All I can say is get the book and start reading. I remember when I tested there were companies that helped you pass the exam and they had study guides to help you for the exam. Their was a quick reference bout four hours on the 1929 code book. That's it. Contact some of those companies?...


----------



## sunkist (Apr 27, 2012)

Let me jump in, www.mancomm.com try here. you need the $50.00 book.
covers parts 1926 1903, 1904, 1910, and of course 1926, c/k to see if it has forms 300 300a and 301, my copy is ten years old.


----------



## Builders Inc. (Feb 24, 2015)

Hey Sunkist, which one would be best? Standards and regulations general industry or OSHA compliance guide, "Guides to compliance" do they all come with a CD Rom? What about the online code search option? You have to log in. Is there a monthly fee for use?


----------



## Jeff G (Apr 5, 2010)

sunkist said:


> Let me jump in, www.mancomm.com try here. you need the $50.00 book.
> covers parts 1926 1903, 1904, 1910, and of course 1926, c/k to see if it has forms 300 300a and 301, my copy is ten years old.

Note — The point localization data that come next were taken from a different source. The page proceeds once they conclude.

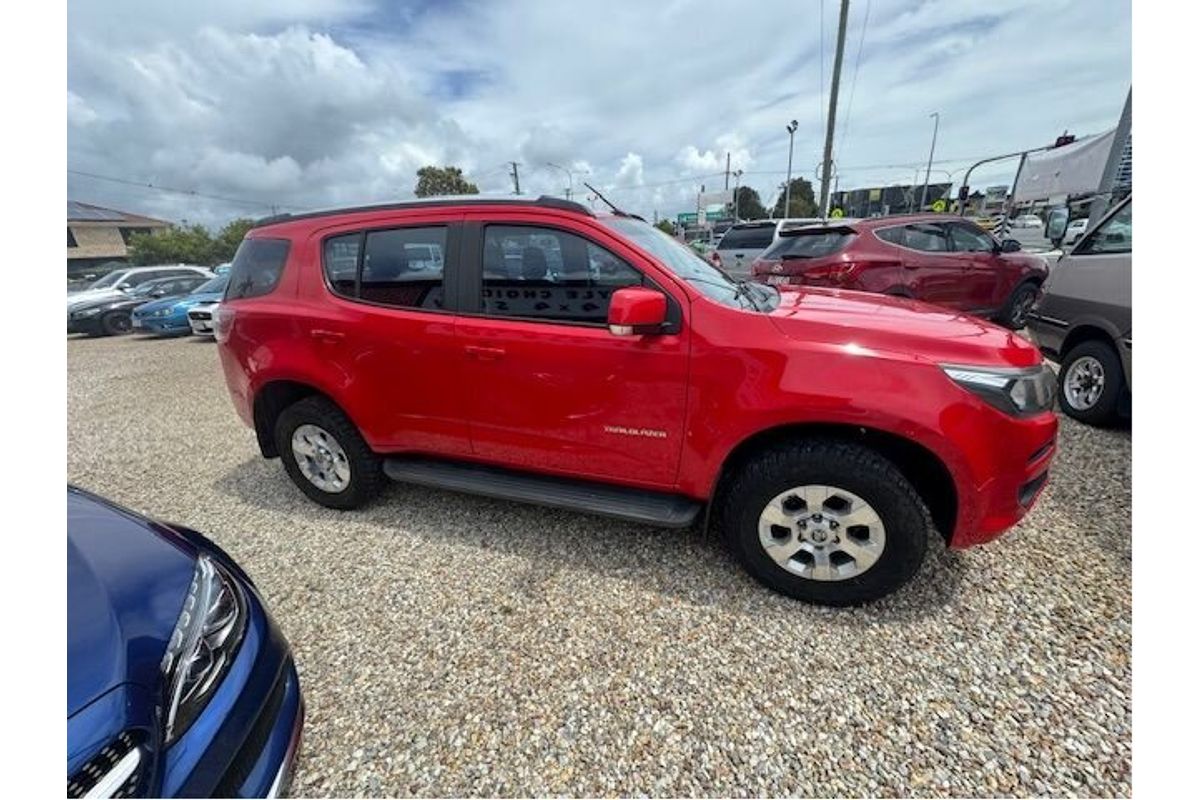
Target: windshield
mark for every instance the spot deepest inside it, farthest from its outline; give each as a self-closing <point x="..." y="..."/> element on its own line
<point x="216" y="284"/>
<point x="107" y="281"/>
<point x="147" y="288"/>
<point x="691" y="268"/>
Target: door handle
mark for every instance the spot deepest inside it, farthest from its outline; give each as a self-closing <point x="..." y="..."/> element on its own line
<point x="485" y="354"/>
<point x="328" y="337"/>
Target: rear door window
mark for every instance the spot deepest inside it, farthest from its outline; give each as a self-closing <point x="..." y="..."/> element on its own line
<point x="757" y="238"/>
<point x="257" y="268"/>
<point x="550" y="275"/>
<point x="405" y="268"/>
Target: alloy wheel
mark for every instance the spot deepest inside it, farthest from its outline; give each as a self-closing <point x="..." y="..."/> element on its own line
<point x="321" y="458"/>
<point x="821" y="533"/>
<point x="1084" y="383"/>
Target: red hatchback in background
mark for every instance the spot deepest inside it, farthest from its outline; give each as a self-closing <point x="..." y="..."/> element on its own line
<point x="945" y="260"/>
<point x="535" y="350"/>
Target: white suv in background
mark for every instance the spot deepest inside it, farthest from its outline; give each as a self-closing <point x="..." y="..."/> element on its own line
<point x="745" y="241"/>
<point x="115" y="283"/>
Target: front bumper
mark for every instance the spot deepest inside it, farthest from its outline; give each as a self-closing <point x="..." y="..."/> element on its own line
<point x="1018" y="468"/>
<point x="165" y="325"/>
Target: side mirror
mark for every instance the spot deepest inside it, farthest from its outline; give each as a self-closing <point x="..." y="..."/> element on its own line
<point x="1056" y="223"/>
<point x="635" y="311"/>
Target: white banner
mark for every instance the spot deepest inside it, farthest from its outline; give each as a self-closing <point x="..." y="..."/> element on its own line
<point x="1072" y="169"/>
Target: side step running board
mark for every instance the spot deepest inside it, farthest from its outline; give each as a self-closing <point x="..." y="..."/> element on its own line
<point x="636" y="505"/>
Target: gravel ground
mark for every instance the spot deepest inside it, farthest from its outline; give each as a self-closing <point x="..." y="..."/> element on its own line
<point x="455" y="645"/>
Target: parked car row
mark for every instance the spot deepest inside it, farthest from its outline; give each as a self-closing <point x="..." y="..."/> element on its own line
<point x="949" y="262"/>
<point x="142" y="299"/>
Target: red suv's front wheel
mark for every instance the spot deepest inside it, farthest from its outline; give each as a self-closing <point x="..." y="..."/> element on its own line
<point x="826" y="522"/>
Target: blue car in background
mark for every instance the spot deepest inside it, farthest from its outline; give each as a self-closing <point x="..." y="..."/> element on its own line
<point x="169" y="314"/>
<point x="179" y="684"/>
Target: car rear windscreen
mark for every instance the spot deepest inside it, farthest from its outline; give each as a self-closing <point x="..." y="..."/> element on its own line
<point x="257" y="268"/>
<point x="810" y="242"/>
<point x="756" y="238"/>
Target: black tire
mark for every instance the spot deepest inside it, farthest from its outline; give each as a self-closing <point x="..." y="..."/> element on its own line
<point x="366" y="468"/>
<point x="1104" y="411"/>
<point x="117" y="323"/>
<point x="843" y="464"/>
<point x="1015" y="312"/>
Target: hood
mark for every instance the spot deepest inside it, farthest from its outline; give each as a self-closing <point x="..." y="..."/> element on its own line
<point x="126" y="583"/>
<point x="899" y="326"/>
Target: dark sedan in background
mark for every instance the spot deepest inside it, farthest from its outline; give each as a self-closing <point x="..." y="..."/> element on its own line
<point x="179" y="684"/>
<point x="114" y="316"/>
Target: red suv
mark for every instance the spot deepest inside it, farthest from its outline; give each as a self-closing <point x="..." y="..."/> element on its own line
<point x="534" y="350"/>
<point x="945" y="260"/>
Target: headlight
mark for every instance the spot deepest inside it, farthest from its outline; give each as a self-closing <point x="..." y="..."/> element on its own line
<point x="1015" y="391"/>
<point x="202" y="645"/>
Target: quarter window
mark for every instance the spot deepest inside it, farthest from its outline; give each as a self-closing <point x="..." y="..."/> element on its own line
<point x="923" y="236"/>
<point x="342" y="263"/>
<point x="552" y="275"/>
<point x="257" y="268"/>
<point x="1114" y="236"/>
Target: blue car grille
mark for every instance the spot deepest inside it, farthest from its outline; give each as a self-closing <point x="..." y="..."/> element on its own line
<point x="100" y="765"/>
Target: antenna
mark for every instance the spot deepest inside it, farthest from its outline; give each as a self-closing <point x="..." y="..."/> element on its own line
<point x="606" y="202"/>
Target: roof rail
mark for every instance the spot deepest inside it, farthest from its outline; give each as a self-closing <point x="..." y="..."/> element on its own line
<point x="545" y="202"/>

Thanks! That's the kind of info I was hoping for.


----------



## sunkist (Apr 27, 2012)

Builders Inc. said:


> Hey Sunkist, which one would be best? Standards and regulations general industry or OSHA compliance guide, "Guides to compliance" do they all come with a CD Rom? What about the online code search option? You have to log in. Is there a monthly fee for use?


You want the one " Constuction Industry Regulations" Some came with a CD and may still.
I would think for online there would be a monthly fee just some else to make auto withdrawls from your bank 
The book was a required for the contractor exam, i have never looked at it since
Do not get me wrong in order to pass the exam i know whats in there and remember a lot.


----------